To: [log in to unmask]
Subject: Re: Convenor's welcome

Hello, Jack, and others here.

If I have anything to add to the conversation here, it is in relation to
what might be implicit in my understanding of the nature of
practice-relevant research, as I worked up to express it in my master's
thesis.

I was drawing on some of the themes and work of a number of participants
here in this list, and some of my expressed, and some unposted engagements
with the debate here and at JeKan's LAR site.

The following links might take your other readers to what I have done.

Access to Thesis:

http://www.library.uow.edu.au/adt-NWU/public/adt-NWU20050901.105532/index.ht
ml



Access to My Current Professional Interests:

http://www.cfkeep.org/html/snapshot.php?id=60792183653258



I also append an attachment of extracts from my final thesis chapter for
those interested.



In summary, I find that in exercising my judgement about standards of 
educational practice, I use a multitude of criteria, applied to the multiple

evaluative dimensions associated with educational practice.



From Donald Schon, I understand practice to be the exercise of multiple 
evaluations, over multiple dimensions, in sequence, where the sequence can 
be re-cast, if the solution proves unsatisfactory, in-practice, taking us 
into 'creativity', or what Schon called 'reframing'.

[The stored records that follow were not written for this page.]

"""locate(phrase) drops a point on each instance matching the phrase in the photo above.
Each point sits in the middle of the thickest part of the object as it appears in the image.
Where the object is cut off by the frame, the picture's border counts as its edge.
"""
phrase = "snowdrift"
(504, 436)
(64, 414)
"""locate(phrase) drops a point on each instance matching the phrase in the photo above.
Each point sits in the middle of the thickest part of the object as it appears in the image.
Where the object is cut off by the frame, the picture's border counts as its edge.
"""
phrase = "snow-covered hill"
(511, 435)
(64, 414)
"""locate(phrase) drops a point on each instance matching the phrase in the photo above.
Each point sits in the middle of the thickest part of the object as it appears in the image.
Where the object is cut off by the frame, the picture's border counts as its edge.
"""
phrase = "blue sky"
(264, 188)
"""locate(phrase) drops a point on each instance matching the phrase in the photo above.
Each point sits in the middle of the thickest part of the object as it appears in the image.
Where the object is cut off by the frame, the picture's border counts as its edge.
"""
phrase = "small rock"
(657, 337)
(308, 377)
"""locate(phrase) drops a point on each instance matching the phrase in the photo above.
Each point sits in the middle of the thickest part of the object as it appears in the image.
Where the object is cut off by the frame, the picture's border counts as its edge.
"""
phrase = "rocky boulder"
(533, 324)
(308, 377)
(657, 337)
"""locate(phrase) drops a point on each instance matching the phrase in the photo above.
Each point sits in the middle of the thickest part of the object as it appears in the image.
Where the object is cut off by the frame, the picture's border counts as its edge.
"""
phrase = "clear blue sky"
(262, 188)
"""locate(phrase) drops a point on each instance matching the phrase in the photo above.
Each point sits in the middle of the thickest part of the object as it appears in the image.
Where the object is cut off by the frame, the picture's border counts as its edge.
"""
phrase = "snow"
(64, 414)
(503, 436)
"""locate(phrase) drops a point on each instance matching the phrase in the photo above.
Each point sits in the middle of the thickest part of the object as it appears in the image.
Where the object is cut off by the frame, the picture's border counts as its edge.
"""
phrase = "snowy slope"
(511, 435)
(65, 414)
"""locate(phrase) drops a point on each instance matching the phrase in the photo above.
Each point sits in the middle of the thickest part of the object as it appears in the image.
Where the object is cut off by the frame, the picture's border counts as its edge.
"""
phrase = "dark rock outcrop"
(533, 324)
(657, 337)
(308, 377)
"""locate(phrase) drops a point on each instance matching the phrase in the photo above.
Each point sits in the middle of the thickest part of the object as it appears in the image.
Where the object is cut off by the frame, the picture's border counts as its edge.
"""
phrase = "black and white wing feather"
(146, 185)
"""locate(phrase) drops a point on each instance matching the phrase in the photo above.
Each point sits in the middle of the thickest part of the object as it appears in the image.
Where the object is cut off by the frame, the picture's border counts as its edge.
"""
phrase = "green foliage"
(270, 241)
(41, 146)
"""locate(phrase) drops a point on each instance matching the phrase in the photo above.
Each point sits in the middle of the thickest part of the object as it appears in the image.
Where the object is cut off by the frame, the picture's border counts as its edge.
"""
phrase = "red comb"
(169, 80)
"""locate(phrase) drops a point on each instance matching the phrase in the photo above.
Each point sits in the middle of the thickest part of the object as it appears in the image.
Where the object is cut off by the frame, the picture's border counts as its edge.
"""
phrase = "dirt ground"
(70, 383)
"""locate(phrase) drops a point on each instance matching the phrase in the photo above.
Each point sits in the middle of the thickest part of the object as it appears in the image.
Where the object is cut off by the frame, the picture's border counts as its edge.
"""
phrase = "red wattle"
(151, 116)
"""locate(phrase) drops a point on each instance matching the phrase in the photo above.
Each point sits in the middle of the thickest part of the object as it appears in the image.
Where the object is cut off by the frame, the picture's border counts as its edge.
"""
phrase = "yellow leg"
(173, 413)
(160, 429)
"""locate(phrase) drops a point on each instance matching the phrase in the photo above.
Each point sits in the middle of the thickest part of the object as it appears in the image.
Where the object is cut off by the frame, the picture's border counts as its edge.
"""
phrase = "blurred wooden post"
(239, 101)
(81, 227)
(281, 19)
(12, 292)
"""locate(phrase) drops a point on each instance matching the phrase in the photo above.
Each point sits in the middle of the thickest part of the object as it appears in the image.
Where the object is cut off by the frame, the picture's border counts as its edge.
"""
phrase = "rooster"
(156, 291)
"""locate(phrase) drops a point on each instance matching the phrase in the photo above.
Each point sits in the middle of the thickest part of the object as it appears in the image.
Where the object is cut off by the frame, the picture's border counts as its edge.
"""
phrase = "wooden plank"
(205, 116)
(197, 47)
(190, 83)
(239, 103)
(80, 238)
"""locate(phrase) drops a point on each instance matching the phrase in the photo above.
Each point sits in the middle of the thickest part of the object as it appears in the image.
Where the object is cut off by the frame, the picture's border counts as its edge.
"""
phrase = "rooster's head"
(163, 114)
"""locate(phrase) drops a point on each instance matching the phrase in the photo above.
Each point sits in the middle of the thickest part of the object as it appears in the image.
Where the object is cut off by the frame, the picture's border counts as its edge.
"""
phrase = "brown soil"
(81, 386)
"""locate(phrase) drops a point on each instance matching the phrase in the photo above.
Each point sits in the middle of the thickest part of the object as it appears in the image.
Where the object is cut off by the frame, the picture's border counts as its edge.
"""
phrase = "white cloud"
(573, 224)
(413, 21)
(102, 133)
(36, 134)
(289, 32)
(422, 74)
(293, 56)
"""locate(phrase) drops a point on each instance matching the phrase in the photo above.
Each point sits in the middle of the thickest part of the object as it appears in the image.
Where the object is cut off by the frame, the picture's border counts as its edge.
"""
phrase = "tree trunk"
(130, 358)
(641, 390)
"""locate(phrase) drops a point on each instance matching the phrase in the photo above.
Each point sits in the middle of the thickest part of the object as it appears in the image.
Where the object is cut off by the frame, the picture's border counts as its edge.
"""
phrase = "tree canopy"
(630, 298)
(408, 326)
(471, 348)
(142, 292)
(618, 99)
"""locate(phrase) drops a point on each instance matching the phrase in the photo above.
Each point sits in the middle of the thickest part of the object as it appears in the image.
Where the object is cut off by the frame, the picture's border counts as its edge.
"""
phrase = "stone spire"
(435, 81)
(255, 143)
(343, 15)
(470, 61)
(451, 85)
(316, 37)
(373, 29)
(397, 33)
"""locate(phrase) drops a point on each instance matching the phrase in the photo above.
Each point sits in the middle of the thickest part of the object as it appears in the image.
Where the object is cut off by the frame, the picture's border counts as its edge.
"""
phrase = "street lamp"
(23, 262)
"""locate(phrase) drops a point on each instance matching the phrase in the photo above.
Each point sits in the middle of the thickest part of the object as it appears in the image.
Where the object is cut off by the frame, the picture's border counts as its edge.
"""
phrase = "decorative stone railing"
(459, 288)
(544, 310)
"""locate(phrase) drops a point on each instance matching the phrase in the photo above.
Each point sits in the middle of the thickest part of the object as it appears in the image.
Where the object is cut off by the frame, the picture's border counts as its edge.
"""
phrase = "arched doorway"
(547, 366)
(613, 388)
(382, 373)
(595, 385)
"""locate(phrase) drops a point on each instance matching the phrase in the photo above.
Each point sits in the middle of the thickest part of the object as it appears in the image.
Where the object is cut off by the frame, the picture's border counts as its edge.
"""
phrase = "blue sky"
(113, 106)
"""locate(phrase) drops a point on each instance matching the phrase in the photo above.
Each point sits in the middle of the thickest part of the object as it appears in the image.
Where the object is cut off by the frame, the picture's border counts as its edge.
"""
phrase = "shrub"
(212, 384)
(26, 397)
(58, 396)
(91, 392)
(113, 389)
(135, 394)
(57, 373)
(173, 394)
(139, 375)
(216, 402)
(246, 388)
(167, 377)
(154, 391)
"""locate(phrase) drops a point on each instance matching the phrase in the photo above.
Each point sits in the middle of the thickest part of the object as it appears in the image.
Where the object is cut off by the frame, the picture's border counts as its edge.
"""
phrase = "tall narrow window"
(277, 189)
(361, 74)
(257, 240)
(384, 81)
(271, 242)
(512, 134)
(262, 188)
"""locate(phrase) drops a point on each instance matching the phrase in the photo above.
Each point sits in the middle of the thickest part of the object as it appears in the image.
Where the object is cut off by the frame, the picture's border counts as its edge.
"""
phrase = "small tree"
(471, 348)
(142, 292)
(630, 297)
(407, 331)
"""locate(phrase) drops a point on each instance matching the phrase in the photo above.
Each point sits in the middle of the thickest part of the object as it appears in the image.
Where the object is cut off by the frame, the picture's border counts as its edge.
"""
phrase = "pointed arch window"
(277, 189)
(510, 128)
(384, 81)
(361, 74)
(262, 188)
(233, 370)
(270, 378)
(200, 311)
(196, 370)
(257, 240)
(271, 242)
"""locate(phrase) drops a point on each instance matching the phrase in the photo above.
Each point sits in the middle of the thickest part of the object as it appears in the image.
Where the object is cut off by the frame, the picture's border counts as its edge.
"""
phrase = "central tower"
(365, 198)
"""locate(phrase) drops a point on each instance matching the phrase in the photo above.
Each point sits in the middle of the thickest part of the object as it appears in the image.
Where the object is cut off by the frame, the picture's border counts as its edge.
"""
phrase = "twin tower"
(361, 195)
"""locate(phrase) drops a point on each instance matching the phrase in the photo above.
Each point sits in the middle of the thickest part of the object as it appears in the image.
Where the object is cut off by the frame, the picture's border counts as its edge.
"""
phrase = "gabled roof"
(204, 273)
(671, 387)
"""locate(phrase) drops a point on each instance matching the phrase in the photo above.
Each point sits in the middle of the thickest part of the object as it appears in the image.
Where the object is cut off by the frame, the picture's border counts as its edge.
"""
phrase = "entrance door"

From my understanding of inputs from Michael Patton, Stephen Toulmin, Chris 
Argyris, Donald Schon, Gregaory Bateson, and John Heron, and the engagement 
of John Heron with Egon Guba and Yvonne Lincoln, I have come to the 
understanding that



"My more nuanced understanding of the nature of inquiry, and of inquiry into

practice, in-practice, including inquiry into the practitioner's thinking 
that is informing action, suggests that reflective research of practice can 
never be a singular, undifferentiated activity.   Consequently, there can be

no simple formulation for evaluating the quality of reflective research of 
practice.   The methods employed to conduct any research of practice need to

be various, so that there can be a match of what is being inquired into, by 
what method, and with a view to the kind of knowledge that needs to be 
formed by such a process, including consideration of the intrinsic values 
being applied to humanness in the way such knowledge is developed."